On Fri, 2007-03-16 at 10:57 -0700, David Moffatt wrote:
> char *
> get_leading_digits(const char *str)
> {
> static GRegex *regex = NULL;
> char *result = NULL;
>
> if (!regex)
> regex = g_regex_new("^\\d+", 0, 0, NULL);
>
> if (g_regex_match(str, 0))
> result = g_regex_fetch(regex, 0);
>
> return result;
> }
>
> That code bothers me a fair bit; not because so much because it's
> not thread safe, but because it exhibits a pattern that is *inherently*
> not thread safe or re-entrant....
>
> Actually if you look at it carefully you realize it is thread safe and
> depending on what you call the pattern it too is thread safe. I think
> this is a great way of doing things. I work in embedded so we are very
> sensitive to things like library global constructor creating regex.

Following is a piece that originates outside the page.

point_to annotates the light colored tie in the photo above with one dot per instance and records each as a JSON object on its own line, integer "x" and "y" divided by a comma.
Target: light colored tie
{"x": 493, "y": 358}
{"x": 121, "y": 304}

> That is overhead you pay whether or not you use the function. That is
> also overhead that you pay at launch time which for us is a big deal.
OK, maybe I'm just not looking at it right, but to me, it's not
thread safe two ways:
A) The initializaton of the regex isn't thread safe. If multiple
threads race to construct the regex, there will be a memory
leak.
B) GRegex has internal state that is modified by g_regex_match()
None of the examples I shown used global constructors.